A variety of devices (including DSL modems) expose interesting information via SNMP (which is not simple, despite its name). If you have a Prometheus environment, it would be nice to get (some of) this information from your SNMP capable devices into Prometheus. You could do this by hand with scripts and commands like 'snmpget', but there is also the officially supported SNMP exporter. Unfortunately, in practice the Prometheus SNMP exporter pretty much has a sign on the front door that says "no user serviceable parts, developer access only". Understanding how to do things even a bit out of standard with it is, well, a bit tricky. So here are some notes.

The SNMP exporter ships with a 'snmp.yml' configuration file that's what the actual 'snmp_exporter' program uses at runtime (possibly augmented by additional files you provide). As you'll read when you look at the file, this file is machine generated. As far as I can tell, the primary purpose of this file is to tell the exporter what SNMP OIDs it could try to read from devices, what metrics generated from them should be called, and how to interpret the various sorts of values it gets back over SNMP (for instance, network interfaces have a 'ifType' that in raw format is a number, but where the various values correspond to different types of physical network types). These SNMP OIDs are grouped into 'modules', with each module roughly corresponding to a SNMP MIB (the correspondence isn't necessarily exact). When you ask the SNMP exporter to query a SNMP device, you normally tell the exporter what modules to use, which determines what OIDs will be retrieved and what metrics you'll get back.

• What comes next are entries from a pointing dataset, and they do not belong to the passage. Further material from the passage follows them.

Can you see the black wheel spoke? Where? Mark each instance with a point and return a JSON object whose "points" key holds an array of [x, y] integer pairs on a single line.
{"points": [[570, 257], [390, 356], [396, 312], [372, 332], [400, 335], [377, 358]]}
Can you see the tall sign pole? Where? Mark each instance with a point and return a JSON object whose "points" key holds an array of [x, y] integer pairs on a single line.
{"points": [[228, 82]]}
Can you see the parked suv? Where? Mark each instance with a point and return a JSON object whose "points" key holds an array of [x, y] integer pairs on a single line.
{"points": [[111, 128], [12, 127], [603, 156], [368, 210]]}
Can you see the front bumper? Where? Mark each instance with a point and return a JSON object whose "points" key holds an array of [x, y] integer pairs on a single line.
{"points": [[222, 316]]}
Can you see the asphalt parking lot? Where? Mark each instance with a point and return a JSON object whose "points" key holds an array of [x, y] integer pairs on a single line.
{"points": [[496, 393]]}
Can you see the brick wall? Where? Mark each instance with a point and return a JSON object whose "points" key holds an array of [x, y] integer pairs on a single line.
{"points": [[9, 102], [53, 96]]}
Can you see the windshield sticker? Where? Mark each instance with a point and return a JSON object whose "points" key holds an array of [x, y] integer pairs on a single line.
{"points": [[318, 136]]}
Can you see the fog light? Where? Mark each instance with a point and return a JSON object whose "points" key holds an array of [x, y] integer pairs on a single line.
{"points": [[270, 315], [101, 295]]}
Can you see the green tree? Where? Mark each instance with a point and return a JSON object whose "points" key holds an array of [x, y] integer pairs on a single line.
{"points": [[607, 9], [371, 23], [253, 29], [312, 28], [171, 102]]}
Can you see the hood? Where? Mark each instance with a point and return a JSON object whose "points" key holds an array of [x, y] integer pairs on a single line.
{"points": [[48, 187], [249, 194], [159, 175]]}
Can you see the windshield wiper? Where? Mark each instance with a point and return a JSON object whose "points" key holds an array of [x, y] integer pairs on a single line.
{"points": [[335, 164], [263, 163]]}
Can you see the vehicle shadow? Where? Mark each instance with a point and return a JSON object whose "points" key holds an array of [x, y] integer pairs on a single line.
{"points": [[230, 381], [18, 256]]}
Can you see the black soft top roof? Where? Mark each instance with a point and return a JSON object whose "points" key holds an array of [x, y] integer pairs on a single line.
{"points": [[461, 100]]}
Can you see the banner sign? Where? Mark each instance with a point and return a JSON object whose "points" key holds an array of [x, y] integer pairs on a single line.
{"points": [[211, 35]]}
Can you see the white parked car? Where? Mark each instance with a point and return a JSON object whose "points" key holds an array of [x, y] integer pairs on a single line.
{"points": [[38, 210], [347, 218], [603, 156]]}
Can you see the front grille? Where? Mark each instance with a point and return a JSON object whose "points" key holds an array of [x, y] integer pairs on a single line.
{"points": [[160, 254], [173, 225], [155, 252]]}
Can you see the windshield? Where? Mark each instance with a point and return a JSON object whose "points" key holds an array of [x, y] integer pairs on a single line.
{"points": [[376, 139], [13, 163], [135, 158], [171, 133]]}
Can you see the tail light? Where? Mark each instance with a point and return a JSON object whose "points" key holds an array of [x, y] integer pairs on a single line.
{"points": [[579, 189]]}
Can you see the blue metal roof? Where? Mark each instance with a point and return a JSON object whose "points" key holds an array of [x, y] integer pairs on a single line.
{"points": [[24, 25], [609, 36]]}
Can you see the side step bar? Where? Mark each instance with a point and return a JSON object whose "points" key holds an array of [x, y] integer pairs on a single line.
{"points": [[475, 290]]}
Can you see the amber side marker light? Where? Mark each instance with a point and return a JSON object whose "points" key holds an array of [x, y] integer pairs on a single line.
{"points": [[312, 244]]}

The generated file is very verbose, which is why it's generated, and its format is pretty underdocumented, which certainly does help contribute to the "no user serviceable parts" feeling. There is very little support for directly writing a new snmp.yml module (which you can at least put in a separate 'snmp-me.yml' file) if you happen to have a few SNMP OIDs that you know directly, don't have a MIB for, and want to scrape and format specifically. Possibly the answer is to try to write a MIB yourself and generate a snmp-me.yml from it, but I haven't had to do this so I have no opinions on which way is better.